After almost 17 years, the Federation of Indian Chambers of Commerce and Industry (Ficci) has to do without its veteran secretary general, Amit Mitra, who has now become finance minister of West Bengal. In his place, Ficci has appointed its director general, Rajiv Kumar, 59, a reputed economist. He talks to Indivjal Dhasmana and Sanjeeb Mukherjee on the new charge. Edited excerpts:
Ficci is known after Amit Mitra. How will you fill the gap?
He has left behind a huge legacy. I can’t ever hope to substitute him. He has brought the chamber to the current level, I will build upon that legacy. Amit has been able to build Ficci as a national brand. I would like to build it as a global brand. India is becoming a global player. Whenever people think of India, they will think of Ficci as a place they could go to facilitate investment, to come up with new thoughts and ideas.
There are a slew of corruption charges against very powerful government functionaries and corporate bigwigs. What is the way forward?
Ficci passed a resolution in Kolkata in December, saying these charges are hurting the image of India. There are a number of provisions in the law that encourage rent-seeking. That kind of corruption has to be finished.
There is no single mantra to tackle the menace. It has to be fought at many levels. One way is e-auction of natural resources. Then, you have to continue with reforms to generate employment. Employed people generally make everybody accountable.
Given the harsh position on land acquisition from various sides, what will Ficci stand for?
With the UPA regime completing two years of its second stint, what would you suggest the government focus on?
The UPA, Ficci and all of us have to refocus even more sharply on the reform agenda. The second generation reforms we have been talking of have to take roots and be implemented. The more we focus on reforms, the more we will be able to generate employment, the better we will be able to sustain the growth rate.
In the wake of the Go/No-Go controversy, where do you see our coal mining policy?
We have taken up the issue of with the environment ministry. Environment minister Jairam Ramesh has assured us that he will hold a quarterly meeting with the industry over the issue. One such meeting was held last month.
Despite huge coal reserves, we are not using the fuel to the optimum. What is Ficci doing to make government change its policy?
The way we are going, we soon will be importing 100 million tonnes of coal (in a year). Our dependence on hydrocarbon imports, both crude and coal, will be unsustainable. At the same time, we have huge amounts of reserves.
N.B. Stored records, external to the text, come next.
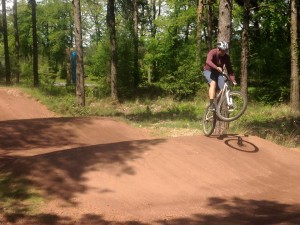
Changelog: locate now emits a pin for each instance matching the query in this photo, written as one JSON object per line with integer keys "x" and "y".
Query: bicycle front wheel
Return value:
{"x": 233, "y": 107}
{"x": 208, "y": 122}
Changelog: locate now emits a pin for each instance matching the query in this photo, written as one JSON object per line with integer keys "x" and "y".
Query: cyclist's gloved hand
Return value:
{"x": 232, "y": 78}
{"x": 220, "y": 69}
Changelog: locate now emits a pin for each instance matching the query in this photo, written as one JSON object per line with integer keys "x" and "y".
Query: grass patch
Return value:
{"x": 18, "y": 198}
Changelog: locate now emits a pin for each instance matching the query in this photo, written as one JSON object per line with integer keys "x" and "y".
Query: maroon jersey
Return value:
{"x": 214, "y": 60}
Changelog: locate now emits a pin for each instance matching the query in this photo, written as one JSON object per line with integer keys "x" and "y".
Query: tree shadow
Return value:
{"x": 43, "y": 133}
{"x": 238, "y": 211}
{"x": 65, "y": 169}
{"x": 53, "y": 219}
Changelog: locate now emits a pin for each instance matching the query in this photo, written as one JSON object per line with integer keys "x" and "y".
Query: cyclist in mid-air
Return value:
{"x": 215, "y": 61}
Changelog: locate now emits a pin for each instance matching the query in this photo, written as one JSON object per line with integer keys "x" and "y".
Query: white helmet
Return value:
{"x": 223, "y": 45}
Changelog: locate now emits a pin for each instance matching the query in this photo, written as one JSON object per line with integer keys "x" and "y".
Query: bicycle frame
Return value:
{"x": 225, "y": 90}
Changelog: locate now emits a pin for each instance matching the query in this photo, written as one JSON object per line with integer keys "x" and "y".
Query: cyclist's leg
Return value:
{"x": 211, "y": 79}
{"x": 221, "y": 82}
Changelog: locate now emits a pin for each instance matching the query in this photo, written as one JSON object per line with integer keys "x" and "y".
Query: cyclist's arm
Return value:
{"x": 209, "y": 61}
{"x": 230, "y": 70}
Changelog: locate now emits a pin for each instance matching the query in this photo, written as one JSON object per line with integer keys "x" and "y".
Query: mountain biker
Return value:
{"x": 216, "y": 59}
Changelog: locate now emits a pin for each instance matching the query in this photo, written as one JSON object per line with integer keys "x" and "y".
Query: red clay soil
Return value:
{"x": 103, "y": 171}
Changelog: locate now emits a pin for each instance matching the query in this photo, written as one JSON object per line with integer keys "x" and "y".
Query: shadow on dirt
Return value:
{"x": 237, "y": 211}
{"x": 65, "y": 169}
{"x": 238, "y": 142}
{"x": 39, "y": 133}
{"x": 234, "y": 211}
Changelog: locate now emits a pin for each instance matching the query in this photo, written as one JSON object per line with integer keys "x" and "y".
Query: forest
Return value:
{"x": 160, "y": 46}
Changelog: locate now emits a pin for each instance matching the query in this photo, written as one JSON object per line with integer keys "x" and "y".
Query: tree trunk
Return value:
{"x": 294, "y": 99}
{"x": 34, "y": 45}
{"x": 224, "y": 34}
{"x": 199, "y": 30}
{"x": 5, "y": 39}
{"x": 113, "y": 48}
{"x": 136, "y": 44}
{"x": 79, "y": 54}
{"x": 209, "y": 23}
{"x": 245, "y": 52}
{"x": 224, "y": 26}
{"x": 17, "y": 41}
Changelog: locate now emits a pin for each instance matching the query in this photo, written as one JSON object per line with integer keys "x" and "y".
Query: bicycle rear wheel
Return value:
{"x": 233, "y": 108}
{"x": 209, "y": 122}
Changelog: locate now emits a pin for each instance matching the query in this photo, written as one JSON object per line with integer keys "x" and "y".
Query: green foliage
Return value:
{"x": 169, "y": 117}
{"x": 167, "y": 46}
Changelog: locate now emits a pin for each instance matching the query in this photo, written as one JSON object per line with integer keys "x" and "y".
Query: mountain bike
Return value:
{"x": 230, "y": 105}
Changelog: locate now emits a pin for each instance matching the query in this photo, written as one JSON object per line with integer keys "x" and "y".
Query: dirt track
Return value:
{"x": 102, "y": 171}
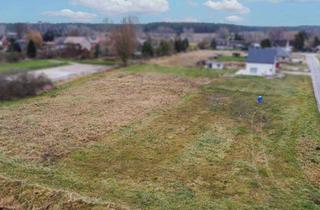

They are not of the best quality, but if you combine proper technology, even when you wash our coal and the cost rises from, say, the current $30 a tonne to $40-45 a tonne, it will be much lower than the $100-120 a tonne that you import. My hope is we will be able to sort out our policy and produce the kind of coal the country needs. We need to finish the monopoly of Cola India, just as we ended monopolies in telecom.
Ficci has often been critical of the Reserve Bank’s tight monetary policy. Since inflation is shifting gears to the manufactured product basket, do you see a greater role for RBI in taming inflation?
We start talking about inflation when it is too late. We have to talk about inflation before it becomes a problem. In a poor country, you should not be in a position to constrain demand to fight inflation. We are poor, our demands are genuine demands. What we have to do is to focus on removing constraints on the supply side, and remove them in anticipation. If we do this, we will not have inflationary episodes. If we do, you have to rely on monetary and fiscal policies to squeeze it out. Doing it only by monetary policy and not monetary and fiscal policies together is going to be harmful. Then, we will have to stop growth.